# Storm door mounting area - one side (jamb) is smaller than the other.



## Just Bill (Dec 21, 2008)

As a remodeler, I would try to think why this was done, and how does the top trim join the sides???. That is usually only trim and serves no other function. If that assumption is correct, which side you replace matters not, just make them uniform. It might be simpler to tear off both sides/top and replace the trim(brickmold) with vinyl brickmold. No more rot or painting(if it is white).

On older construction, that trim is often the anchor point for the jambs and the house framing connection. BIG nails(16D) thru the trim into house framing.


----------



## Tangelo (Sep 13, 2010)

Hello joe_p, this is a common issue with some door companies. Your door manufacture didn't ship the door unit "storm door ready". See picture below-- the depth around the perimeter must be the same depth as the area between the door and sidelite, regardless if there are one or two sidelites, most manufactures will automatically build it "storm door ready", and some need to be asked. 

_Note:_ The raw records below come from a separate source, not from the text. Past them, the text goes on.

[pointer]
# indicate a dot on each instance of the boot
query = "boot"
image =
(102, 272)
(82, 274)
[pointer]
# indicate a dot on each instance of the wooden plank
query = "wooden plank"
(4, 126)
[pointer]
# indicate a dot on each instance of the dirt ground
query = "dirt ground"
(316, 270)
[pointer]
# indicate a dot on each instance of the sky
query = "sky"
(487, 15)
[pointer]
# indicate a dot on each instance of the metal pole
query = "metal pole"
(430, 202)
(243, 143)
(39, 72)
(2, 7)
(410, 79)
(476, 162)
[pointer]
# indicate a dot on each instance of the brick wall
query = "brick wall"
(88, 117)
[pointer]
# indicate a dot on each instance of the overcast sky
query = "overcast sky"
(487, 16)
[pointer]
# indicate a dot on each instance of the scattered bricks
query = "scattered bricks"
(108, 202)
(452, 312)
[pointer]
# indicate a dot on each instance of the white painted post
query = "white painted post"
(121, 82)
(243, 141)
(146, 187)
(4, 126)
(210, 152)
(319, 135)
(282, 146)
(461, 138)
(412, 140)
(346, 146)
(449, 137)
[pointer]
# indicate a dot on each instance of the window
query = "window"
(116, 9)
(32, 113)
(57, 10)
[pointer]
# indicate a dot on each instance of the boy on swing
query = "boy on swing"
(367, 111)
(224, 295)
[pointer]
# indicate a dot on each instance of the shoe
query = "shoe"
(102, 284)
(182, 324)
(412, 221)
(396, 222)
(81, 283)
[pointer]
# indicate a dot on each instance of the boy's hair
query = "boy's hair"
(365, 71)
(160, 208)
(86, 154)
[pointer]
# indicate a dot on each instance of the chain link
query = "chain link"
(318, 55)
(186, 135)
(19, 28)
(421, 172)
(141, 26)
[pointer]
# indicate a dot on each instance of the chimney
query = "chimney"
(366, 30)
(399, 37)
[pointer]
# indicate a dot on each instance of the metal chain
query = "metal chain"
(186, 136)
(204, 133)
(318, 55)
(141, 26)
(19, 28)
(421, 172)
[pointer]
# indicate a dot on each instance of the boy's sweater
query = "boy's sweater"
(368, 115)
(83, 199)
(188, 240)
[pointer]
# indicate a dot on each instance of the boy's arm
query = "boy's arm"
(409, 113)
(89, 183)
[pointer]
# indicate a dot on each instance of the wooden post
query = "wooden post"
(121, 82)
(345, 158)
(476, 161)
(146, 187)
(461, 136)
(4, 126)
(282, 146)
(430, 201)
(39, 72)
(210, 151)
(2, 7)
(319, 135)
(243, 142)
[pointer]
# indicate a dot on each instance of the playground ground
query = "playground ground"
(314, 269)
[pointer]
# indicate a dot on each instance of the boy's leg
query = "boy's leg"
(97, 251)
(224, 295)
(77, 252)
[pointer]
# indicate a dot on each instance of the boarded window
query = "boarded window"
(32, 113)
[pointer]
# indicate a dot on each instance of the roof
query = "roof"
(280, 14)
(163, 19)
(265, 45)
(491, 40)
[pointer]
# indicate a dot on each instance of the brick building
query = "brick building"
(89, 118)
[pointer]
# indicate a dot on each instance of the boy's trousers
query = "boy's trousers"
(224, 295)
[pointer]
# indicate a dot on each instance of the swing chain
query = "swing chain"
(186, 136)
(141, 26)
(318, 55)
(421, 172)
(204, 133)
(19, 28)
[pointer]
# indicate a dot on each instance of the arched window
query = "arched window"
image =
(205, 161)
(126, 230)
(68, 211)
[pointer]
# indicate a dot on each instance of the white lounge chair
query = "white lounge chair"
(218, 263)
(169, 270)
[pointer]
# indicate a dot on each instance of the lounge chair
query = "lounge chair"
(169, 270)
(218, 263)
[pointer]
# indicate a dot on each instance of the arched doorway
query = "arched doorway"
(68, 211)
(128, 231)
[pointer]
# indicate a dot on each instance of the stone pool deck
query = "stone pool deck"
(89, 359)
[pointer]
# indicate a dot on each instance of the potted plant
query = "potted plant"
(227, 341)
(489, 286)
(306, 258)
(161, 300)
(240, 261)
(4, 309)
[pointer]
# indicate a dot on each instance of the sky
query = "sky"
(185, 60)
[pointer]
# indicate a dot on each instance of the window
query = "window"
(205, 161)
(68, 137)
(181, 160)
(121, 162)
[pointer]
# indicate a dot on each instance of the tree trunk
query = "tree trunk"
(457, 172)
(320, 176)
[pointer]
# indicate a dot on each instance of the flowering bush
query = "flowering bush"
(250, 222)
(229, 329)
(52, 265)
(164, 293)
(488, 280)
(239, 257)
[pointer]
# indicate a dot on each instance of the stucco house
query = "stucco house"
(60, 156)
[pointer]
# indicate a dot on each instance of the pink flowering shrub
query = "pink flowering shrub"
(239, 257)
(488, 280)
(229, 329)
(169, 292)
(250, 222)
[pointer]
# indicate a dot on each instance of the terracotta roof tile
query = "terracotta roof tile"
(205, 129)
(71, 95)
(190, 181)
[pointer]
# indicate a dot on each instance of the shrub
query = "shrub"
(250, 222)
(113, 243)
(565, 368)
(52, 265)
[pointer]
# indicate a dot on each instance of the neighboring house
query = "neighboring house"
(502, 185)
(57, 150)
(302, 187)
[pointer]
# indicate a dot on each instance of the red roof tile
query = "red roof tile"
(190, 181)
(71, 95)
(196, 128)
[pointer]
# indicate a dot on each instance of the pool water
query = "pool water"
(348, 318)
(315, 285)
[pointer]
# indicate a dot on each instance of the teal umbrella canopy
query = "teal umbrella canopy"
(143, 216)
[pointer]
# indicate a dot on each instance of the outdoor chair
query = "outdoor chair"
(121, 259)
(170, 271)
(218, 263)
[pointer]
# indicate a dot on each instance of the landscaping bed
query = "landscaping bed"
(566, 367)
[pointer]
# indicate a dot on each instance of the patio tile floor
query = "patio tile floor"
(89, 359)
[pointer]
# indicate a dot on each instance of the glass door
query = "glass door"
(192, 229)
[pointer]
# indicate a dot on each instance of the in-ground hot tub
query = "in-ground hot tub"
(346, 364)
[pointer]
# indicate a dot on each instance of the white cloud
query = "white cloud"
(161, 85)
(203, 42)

In the case below, this owner will need to add to the mullion (build out) between door & sidelites if he wants to add a storm door.


----------



## joe_p (Mar 18, 2011)

*Thanks*

Thanks for the reply. Tangelo, I have the same issue as you have mentioned. I would appreciate if you could please let me know steps to add build out between door & sidelites .

Thanks, 
Joe


----------



## Tangelo (Sep 13, 2010)

joe_p said:


> Thanks for the reply. Tangelo, I have the same issue as you have mentioned. I would appreciate if you could please let me know steps to add build out between door & sidelites .
> 
> Thanks,
> Joe



The difference between the perimeter trim (brickmould) and the vertical (stiles) between sidelites & door is the thickness. If you add the same brickmoulding to the areas between the sidelites and the door, then the storm door will fit flush with the surface. Just go to local big box store and purchase 2 pieces of brickmould each at 84", then you can trim the pieces on site to fit, nail it into place with 16d galv finishing nails, paint the brickmould, once the paint has dried, then you can install the storm door. 

Before you install the door, make sure that the main door handle does not extend beyond the jamb, otherwise the storm door handle & the main door handle will hit each other, *if *this happens then you will need to build out the entire opening where the storm door is going, and build it out enough to clear the main door handle. 

Let me know how it goes. :yes:


----------